If you are designing a new signed-payload protocol, raw-bytes-hashing is simpler than JSON canonicalization. Reserve canonical form for cases where you need to re-serialize data (transforming before storing, comparing objects you built from different sources).
Produce Simple Canonical JSON
Sort keys recursively, then minify. Free browser tool chain.
Open Free JSON Key SorterFrequently Asked Questions
Is sorting keys enough for canonical JSON?
For many use cases, yes — alphabetical keys plus consistent formatting (minified, no extra whitespace) covers cache keys, simple signatures, and content identification. For strict cryptographic compliance (RFC 8785 / JCS), you also need Unicode normalization, specific number formatting, and lexicographic key ordering by UTF-16 code units.
Why does Stripe hash the raw webhook bytes instead of canonicalizing?
Because raw-bytes-hashing removes any disagreement about canonical form. The sender hashes the exact bytes they send; the receiver hashes the exact bytes they receive. If any proxy, library, or middleware modifies the JSON representation (even whitespace), the signature fails. This is foolproof but requires the bytes to reach the receiver unchanged.
Does Go encoding/json produce canonical JSON by default?
For map[string]interface{} inputs, partially — Go sorts map keys alphabetically. For struct inputs, fields serialize in declaration order, which may not be alphabetical. Whitespace is minified by default with json.Marshal. For strict canonical form from structs, convert to map[string]interface{} first or use a JCS library.

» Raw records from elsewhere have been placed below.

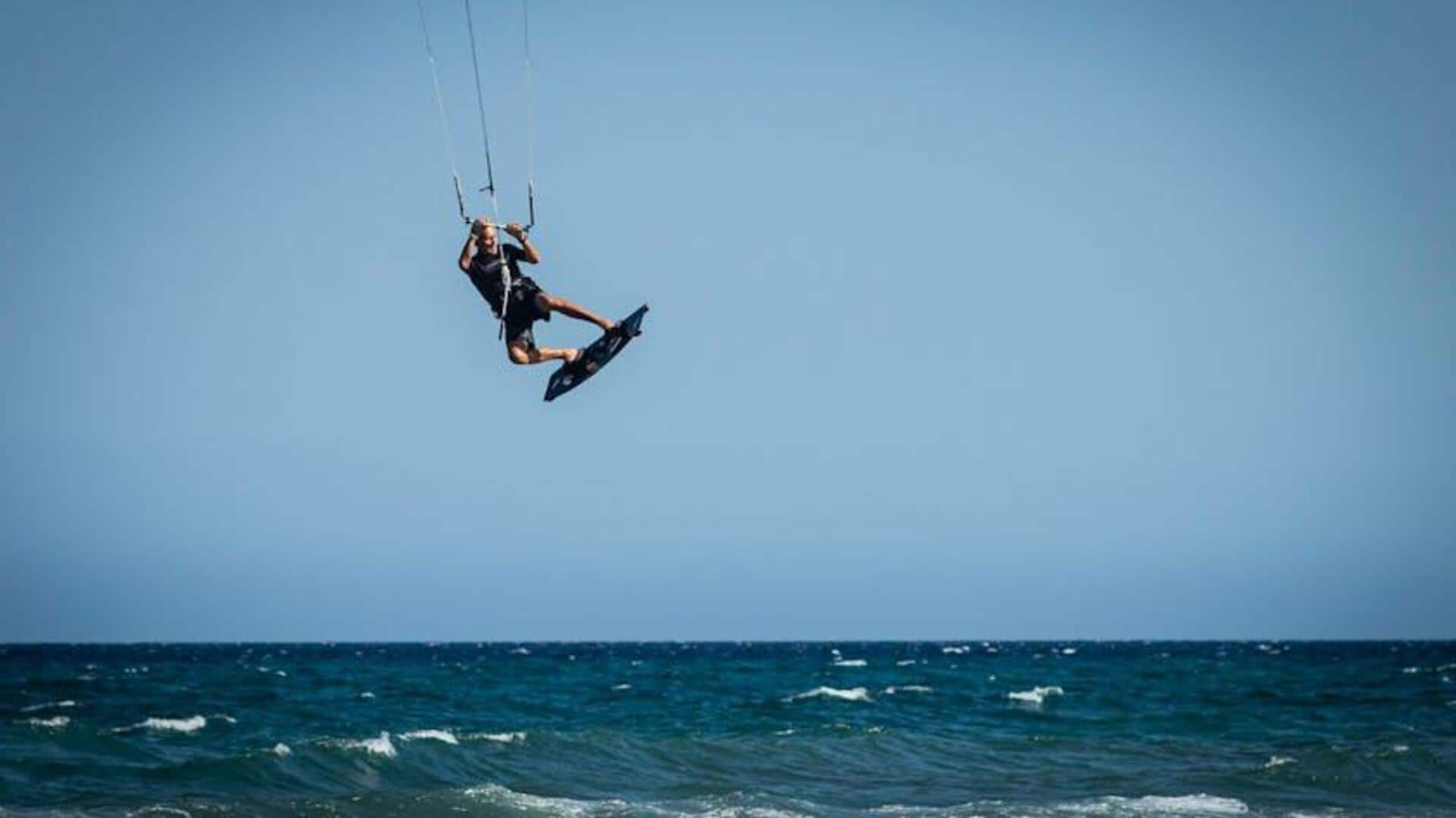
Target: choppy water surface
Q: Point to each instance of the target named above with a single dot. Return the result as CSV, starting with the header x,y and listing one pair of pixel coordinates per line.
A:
x,y
775,729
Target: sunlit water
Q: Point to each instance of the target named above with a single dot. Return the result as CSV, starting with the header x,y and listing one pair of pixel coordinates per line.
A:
x,y
772,729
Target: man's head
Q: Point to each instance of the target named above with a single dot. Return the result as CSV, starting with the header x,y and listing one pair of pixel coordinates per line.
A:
x,y
485,233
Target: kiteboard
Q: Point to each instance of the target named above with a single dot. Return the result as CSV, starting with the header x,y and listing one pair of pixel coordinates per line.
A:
x,y
596,356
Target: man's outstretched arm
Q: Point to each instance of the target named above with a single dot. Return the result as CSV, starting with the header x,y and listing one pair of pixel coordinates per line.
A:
x,y
471,246
529,252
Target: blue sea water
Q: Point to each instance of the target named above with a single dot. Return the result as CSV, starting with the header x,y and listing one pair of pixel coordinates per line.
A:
x,y
762,729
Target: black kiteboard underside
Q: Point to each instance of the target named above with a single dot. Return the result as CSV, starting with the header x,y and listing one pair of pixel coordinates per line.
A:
x,y
596,356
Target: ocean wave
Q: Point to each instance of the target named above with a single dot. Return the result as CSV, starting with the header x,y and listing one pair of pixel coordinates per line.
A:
x,y
852,694
379,745
1036,694
47,707
188,726
1200,804
497,737
431,735
733,805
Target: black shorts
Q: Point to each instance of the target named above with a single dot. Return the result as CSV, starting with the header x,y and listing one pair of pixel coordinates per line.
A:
x,y
523,312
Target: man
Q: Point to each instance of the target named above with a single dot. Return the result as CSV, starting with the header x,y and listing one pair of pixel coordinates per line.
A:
x,y
526,303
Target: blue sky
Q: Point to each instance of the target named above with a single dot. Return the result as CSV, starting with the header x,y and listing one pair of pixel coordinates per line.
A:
x,y
968,321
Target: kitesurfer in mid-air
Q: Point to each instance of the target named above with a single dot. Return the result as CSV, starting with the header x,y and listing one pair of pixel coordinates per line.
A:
x,y
528,303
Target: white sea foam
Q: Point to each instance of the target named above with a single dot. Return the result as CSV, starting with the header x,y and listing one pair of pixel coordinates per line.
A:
x,y
1158,805
435,735
47,707
497,737
188,726
379,745
541,804
852,694
503,800
1034,696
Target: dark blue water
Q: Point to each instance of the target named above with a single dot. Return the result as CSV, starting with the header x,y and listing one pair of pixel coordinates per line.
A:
x,y
777,729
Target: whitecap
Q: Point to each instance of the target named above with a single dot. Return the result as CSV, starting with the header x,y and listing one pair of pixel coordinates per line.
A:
x,y
1034,696
497,737
49,705
1200,804
188,726
852,694
545,805
379,745
436,735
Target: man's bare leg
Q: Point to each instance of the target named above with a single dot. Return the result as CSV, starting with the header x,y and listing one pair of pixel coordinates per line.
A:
x,y
522,354
574,310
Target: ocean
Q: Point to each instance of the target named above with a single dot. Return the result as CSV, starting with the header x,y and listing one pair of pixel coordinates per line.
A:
x,y
915,729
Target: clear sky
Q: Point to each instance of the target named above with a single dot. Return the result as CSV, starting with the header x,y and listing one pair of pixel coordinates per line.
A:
x,y
968,321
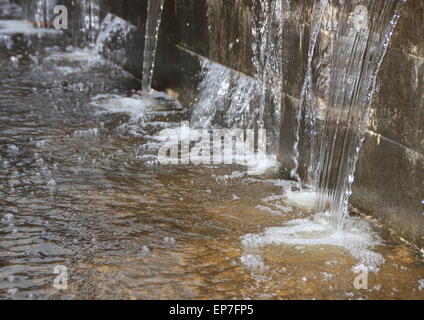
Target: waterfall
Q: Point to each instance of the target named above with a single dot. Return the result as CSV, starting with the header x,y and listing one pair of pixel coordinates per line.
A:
x,y
86,22
90,18
43,13
231,99
154,16
306,108
363,36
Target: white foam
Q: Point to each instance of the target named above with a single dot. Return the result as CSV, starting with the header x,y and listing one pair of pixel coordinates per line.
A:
x,y
252,261
135,107
86,57
357,240
305,200
24,27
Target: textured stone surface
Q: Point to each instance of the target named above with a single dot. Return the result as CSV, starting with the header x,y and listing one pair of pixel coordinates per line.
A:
x,y
389,179
398,109
389,184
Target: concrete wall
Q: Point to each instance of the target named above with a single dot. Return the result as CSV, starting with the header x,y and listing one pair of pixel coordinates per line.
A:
x,y
390,174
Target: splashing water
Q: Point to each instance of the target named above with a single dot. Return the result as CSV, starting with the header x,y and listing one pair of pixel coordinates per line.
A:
x,y
362,41
154,17
307,98
43,10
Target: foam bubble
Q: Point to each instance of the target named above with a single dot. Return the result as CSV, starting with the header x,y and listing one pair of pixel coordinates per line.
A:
x,y
252,261
24,27
135,107
356,239
305,200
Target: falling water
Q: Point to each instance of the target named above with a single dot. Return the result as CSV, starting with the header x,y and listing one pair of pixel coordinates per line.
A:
x,y
86,22
90,15
43,13
307,98
154,16
362,40
231,99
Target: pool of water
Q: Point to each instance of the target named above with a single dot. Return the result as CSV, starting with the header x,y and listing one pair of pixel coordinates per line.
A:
x,y
80,188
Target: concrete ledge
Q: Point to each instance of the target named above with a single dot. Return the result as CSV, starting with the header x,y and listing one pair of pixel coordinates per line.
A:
x,y
389,180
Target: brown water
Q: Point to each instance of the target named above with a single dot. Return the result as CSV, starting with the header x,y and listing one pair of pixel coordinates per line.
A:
x,y
94,202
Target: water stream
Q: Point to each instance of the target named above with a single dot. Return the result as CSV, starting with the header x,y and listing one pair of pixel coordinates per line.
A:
x,y
362,40
81,187
154,17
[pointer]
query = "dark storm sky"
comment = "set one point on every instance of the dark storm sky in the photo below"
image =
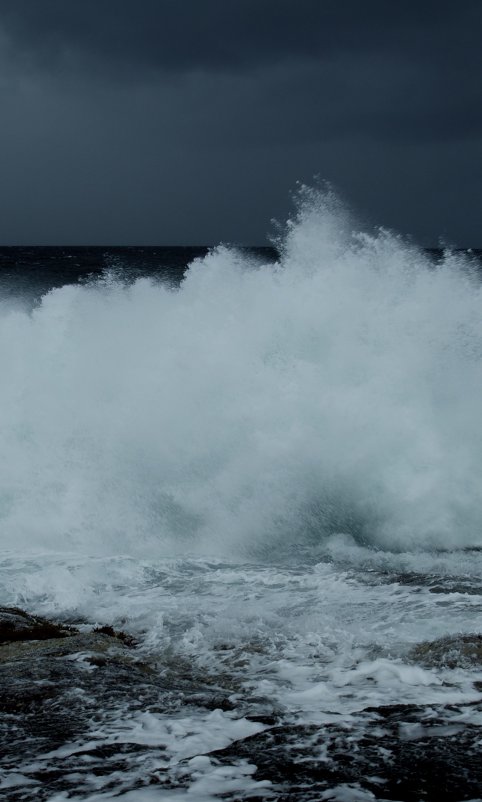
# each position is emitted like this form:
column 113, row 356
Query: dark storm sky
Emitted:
column 190, row 121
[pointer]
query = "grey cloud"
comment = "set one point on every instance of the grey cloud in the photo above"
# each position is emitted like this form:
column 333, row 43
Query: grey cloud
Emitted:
column 143, row 35
column 160, row 121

Can the browser tool produce RFC 8785 canonical JSON?
Not strictly. Our sorter + formatter produces "simple canonical" form — sorted keys plus minified whitespace. This is enough for most hashing and caching use cases but does not guarantee RFC 8785 compliance for edge cases involving Unicode normalization or number formatting. For strict JCS, use a certified library.